Хальвор немного помедлил.
— Нет, я был дома.
— Значит, ты был дома? Почему?
— Я был не совсем здоров.
— Ты часто пропускаешь работу?
— Нет, я нечасто пропускаю работу! — Он поднял голос. В первый раз он показал, что что-то чувствует.
— Твоя бабушка может это, естественно, подтвердить?
— Да.
— И ты не был на улице вообще, весь день?
— Только немного прогулялся.
— Несмотря на то, что был болен?
— Нам же нужна еда! Бабушке не так легко дойти до магазина.
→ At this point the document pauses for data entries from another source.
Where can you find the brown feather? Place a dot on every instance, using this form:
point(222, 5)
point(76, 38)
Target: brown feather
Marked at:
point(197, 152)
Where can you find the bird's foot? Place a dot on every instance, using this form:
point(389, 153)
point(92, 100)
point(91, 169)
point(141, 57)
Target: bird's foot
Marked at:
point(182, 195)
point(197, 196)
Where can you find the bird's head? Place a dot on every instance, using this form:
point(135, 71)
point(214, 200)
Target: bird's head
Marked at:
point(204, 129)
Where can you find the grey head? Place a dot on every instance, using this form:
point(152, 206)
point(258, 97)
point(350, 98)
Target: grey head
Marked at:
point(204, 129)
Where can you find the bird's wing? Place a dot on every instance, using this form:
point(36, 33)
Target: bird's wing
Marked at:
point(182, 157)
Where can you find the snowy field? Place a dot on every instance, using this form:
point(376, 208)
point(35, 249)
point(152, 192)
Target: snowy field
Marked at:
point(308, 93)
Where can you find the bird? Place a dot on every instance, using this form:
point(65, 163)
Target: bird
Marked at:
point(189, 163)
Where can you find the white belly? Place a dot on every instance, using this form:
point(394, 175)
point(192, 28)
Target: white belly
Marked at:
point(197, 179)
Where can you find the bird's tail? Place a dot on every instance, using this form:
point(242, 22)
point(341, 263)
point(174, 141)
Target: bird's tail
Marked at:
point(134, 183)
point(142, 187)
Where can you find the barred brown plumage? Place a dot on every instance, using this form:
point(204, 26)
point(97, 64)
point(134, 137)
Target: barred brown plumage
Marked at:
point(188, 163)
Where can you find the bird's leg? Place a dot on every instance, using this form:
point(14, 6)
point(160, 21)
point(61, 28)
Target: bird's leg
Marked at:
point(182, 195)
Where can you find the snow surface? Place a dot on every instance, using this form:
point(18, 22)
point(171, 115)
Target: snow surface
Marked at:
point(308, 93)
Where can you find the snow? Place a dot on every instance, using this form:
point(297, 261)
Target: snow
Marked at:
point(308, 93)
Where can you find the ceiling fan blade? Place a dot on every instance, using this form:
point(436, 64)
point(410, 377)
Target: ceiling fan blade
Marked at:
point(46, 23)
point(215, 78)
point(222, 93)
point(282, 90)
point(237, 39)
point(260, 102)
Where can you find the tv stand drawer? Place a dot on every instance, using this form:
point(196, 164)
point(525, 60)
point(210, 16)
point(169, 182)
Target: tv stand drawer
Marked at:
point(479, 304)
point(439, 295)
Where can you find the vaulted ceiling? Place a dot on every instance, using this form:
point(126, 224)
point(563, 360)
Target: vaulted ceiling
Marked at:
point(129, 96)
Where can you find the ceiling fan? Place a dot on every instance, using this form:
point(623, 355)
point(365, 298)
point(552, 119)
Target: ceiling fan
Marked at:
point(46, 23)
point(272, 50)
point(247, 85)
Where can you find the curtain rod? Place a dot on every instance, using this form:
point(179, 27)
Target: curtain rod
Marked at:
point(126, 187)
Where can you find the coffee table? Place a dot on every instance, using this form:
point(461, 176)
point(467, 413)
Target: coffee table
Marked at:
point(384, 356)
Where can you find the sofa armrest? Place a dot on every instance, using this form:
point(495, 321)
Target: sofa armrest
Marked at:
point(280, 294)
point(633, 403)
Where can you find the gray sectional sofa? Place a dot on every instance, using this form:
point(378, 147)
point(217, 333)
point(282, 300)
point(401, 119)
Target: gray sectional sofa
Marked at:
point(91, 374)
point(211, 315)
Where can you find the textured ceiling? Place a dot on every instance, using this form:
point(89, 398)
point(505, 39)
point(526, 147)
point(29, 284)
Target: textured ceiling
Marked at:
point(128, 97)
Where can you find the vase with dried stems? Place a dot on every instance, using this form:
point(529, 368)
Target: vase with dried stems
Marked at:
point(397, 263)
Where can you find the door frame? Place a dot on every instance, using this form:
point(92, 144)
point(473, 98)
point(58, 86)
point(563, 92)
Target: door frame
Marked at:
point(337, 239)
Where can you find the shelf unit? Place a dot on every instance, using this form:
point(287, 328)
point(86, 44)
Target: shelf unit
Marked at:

Она справляется с этим только в погожие дни, а их бывает немного. У нее ревматизм, — объяснил он.
— О'кей, я понимаю. Ты можешь рассказать, чем ты болел?
— Это обязательно?
— Тебе не обязательно делать это прямо сейчас, но, может быть, ты все-таки вспомнишь.
— Да, хорошо. У меня бывают ночи, когда я не могу заснуть.
— Да? И ты остаешься на следующий день дома?
— Мне нельзя следить за машинами на тяжелую голову.
— Это звучит разумно. Почему ты время от времени не спишь по ночам?
— Это просто детская травма. Так ведь это называется?
Он внезапно улыбнулся горькой улыбкой, неожиданно взрослой на юном лице.
— Когда примерно ты вышел из дома?
— Примерно в районе одиннадцати.
— Пешком?
— На мотоцикле.
— В какой магазин?
— «Киви» — в центре.
— Значит, вчера он завелся?
— Он заводится почти всегда, если у меня хватает терпения.
— Как долго тебя не было?
— Не знаю. Я не знал, что меня будут допрашивать.
Сейер кивнул. Скарре писал как сумасшедший.
— Ну примерно?
— Может, два часа.
— И бабушка может это подтвердить?
— Вряд ли. Она не очень хорошо соображает.
— У тебя есть права на вождение мотоцикла?
— Нет.
— Как долго вы были вместе, ты с Анни?
— Довольно долго. Пару лет. — Он провел рукой под носом, продолжая смотреть во двор.
— Как ты считаешь, у вас все было хорошо?
— Несколько раз мы расставались.
— Кто был инициатором, она?
— Да.
— Она говорила почему?
— Вообще-то нет. Но она не была особенно привязана ко мне. Хотела, что мы остались просто друзьями.
— А ты не хотел?
Он покраснел и посмотрел на свои руки.
— У вас были сексуальные отношения?
Он еще сильнее покраснел и снова посмотрел во двор.